Coronavirus infections in the U.S. may be twice as high as official figures, study warns

When it comes to discovering the impact that the global pandemic has had on the human population, there is great uncertainty: how many people have been infected with SARS-CoV-2 without realizing it?

We know that the people who caught the coronavirus do not necessarily show any signs of this – about 40 percent of cases are considered asymptomatic – and this poses a question mark about the official numbers that have been collected so far.

To try to establish how many unreported infections we could have missed, the researchers analyzed the blood test results of 61,910 people who thought they had never contracted the virus, to see if any antibodies were related to fighting SARS-CoV-2, the virus that causes COVID-19 disease.
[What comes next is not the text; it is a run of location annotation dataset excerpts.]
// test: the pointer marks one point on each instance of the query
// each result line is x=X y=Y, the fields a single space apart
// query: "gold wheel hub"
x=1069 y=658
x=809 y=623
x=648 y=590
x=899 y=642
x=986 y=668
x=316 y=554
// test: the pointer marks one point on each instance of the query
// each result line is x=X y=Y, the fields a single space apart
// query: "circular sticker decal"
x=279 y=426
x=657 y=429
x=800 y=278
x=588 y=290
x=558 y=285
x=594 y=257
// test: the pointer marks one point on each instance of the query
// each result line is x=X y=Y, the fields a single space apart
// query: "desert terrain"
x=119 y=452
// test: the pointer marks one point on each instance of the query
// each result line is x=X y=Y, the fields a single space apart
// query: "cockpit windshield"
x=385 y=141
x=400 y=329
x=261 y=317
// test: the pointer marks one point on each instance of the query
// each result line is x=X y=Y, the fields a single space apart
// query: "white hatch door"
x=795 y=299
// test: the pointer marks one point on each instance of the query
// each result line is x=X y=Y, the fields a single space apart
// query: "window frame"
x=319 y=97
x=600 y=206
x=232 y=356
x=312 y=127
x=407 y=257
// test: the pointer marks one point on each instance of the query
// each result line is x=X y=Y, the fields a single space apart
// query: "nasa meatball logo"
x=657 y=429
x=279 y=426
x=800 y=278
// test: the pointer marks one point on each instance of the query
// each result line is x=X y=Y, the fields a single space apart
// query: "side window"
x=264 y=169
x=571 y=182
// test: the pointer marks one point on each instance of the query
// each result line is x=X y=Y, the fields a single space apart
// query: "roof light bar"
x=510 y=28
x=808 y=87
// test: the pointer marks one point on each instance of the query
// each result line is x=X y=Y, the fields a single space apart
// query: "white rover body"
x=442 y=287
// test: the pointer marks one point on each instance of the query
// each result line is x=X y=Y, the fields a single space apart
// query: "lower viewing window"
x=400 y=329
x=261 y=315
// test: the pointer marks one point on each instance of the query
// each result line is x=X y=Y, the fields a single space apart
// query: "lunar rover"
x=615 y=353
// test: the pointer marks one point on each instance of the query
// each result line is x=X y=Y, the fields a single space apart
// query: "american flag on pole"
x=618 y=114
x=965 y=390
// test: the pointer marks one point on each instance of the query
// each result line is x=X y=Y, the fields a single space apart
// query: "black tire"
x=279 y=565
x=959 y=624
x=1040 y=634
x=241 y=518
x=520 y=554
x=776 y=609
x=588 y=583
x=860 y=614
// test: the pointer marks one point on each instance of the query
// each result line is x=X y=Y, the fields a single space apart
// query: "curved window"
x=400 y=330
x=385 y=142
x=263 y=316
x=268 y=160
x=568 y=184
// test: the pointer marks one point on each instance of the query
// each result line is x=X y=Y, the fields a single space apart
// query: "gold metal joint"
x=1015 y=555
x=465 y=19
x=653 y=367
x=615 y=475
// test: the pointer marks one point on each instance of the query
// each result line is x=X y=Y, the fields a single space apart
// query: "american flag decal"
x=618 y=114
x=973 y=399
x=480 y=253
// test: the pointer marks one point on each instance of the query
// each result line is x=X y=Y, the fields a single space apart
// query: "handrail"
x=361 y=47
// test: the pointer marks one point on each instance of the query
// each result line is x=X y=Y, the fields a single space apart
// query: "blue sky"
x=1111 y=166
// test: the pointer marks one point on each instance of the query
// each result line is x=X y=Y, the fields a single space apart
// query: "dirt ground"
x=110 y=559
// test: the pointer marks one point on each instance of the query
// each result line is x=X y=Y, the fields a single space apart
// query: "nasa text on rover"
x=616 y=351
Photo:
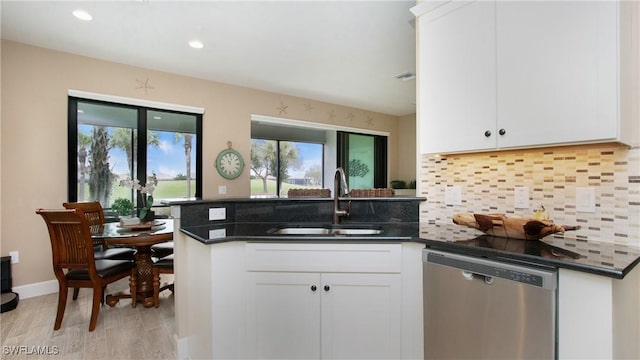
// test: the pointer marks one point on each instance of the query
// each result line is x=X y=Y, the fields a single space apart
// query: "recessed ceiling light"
x=82 y=15
x=196 y=44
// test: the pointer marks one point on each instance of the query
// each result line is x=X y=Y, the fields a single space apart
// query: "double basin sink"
x=326 y=230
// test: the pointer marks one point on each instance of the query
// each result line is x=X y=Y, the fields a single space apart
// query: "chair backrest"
x=92 y=211
x=71 y=243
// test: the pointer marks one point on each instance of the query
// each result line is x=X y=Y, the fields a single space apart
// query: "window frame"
x=141 y=155
x=380 y=156
x=277 y=147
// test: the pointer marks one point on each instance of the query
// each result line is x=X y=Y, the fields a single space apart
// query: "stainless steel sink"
x=327 y=230
x=356 y=231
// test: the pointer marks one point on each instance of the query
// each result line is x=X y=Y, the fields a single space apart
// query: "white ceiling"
x=342 y=52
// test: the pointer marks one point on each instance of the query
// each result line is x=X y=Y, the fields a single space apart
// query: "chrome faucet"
x=339 y=183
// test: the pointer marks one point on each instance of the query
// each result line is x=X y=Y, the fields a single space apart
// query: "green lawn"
x=166 y=189
x=257 y=187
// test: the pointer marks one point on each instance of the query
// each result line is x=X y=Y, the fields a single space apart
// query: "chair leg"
x=62 y=303
x=95 y=306
x=156 y=287
x=133 y=281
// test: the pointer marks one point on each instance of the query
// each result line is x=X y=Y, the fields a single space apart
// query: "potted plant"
x=146 y=193
x=122 y=207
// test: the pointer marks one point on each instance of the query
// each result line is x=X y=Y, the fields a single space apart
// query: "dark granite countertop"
x=263 y=231
x=591 y=256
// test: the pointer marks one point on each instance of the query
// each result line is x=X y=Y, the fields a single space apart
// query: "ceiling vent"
x=405 y=76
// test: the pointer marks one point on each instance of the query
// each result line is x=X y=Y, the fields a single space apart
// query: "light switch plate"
x=15 y=257
x=217 y=233
x=453 y=195
x=521 y=197
x=217 y=213
x=585 y=199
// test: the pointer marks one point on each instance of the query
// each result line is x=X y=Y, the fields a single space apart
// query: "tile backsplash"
x=488 y=180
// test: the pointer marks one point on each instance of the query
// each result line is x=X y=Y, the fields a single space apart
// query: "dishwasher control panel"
x=486 y=269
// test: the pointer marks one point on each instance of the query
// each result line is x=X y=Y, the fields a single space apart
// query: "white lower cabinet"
x=251 y=300
x=323 y=315
x=334 y=313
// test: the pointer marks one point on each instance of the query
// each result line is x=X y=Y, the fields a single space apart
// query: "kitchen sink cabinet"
x=506 y=74
x=252 y=299
x=327 y=315
x=351 y=308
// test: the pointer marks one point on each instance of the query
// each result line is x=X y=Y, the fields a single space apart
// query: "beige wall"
x=35 y=82
x=406 y=147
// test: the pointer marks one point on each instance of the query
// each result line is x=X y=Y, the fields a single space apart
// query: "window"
x=364 y=158
x=112 y=142
x=277 y=166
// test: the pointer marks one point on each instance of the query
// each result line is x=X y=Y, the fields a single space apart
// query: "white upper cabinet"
x=557 y=72
x=457 y=77
x=513 y=74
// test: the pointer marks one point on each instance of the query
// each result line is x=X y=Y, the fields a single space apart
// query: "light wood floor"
x=122 y=332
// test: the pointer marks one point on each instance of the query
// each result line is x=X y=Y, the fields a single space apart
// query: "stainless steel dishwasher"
x=476 y=308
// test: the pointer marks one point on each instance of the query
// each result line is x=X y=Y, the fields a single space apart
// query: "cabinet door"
x=283 y=315
x=557 y=71
x=361 y=316
x=457 y=77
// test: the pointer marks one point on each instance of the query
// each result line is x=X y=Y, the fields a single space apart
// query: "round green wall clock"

Across the sample, 4,094 people had antibodies related to a SARS-CoV-2 infection, about 6 or 7 individuals in every 100 people. Extrapolate that fraction to the entire population, and the U.S. may have about 16 million asymptomatic or undiagnosed cases by September 30, 2020, when blood tests were done.

Putting that number in another way: double the cases actually registered in the U.S. before October 2020.

“The count of officially reported cases can substantially underestimate the overall burden of infection in the United States,” write the researchers in their article. “Viral serological testing can provide a more accurate estimate of the cumulative prevalence of the disease.”

The team notes certain limitations in their work, including the fact that the participants reported their health status and the sample was “an unbalanced representation of the United States population by age, sex and place of residence”.

However, their results highlight the need to continue surveillance of the disease in the entire population, which makes sense, since the virus does not always reveal itself, even in people who have it. Another antibody study published last year showed that the presence of SARS-CoV-2 antibodies varies widely in US jurisdictions, ranging from less than 1 percent to 23 percent of the region’s population.

This variation occurs between age and gender groups, as well as geographic location, further complicating the task of trying to gain control over how many people have been affected with a SARS-CoV-2 infection.

Another question that could have a more definitive answer is how many antibodies are produced in asymptomatic cases. It is possible that in these people the body does not have to fight as hard to fight the virus and therefore produces less of the necessary antibodies – or at least loses them more quickly.

Having no symptoms of COVID-19 may be better for the person who actually has the virus, but it makes tracking and containing the coronavirus more difficult. Asymptomatic carriers can still transmit the virus, almost undetected.

“Understanding … the actual prevalence of antibodies in the community would be helpful in understanding the likelihood that we will continue to have outbreaks,” said infectious physician Sara Keller, of the Johns Hopkins University School of Medicine and not involved in the study. The Los Angeles Times.

Ultimately, the more data we have about this harmful coronavirus – from the number of cases to transmission rates – the better we can control it, and this latest study will help with that, as we seek to get life back to normal.

The research was published in Open JAMA network.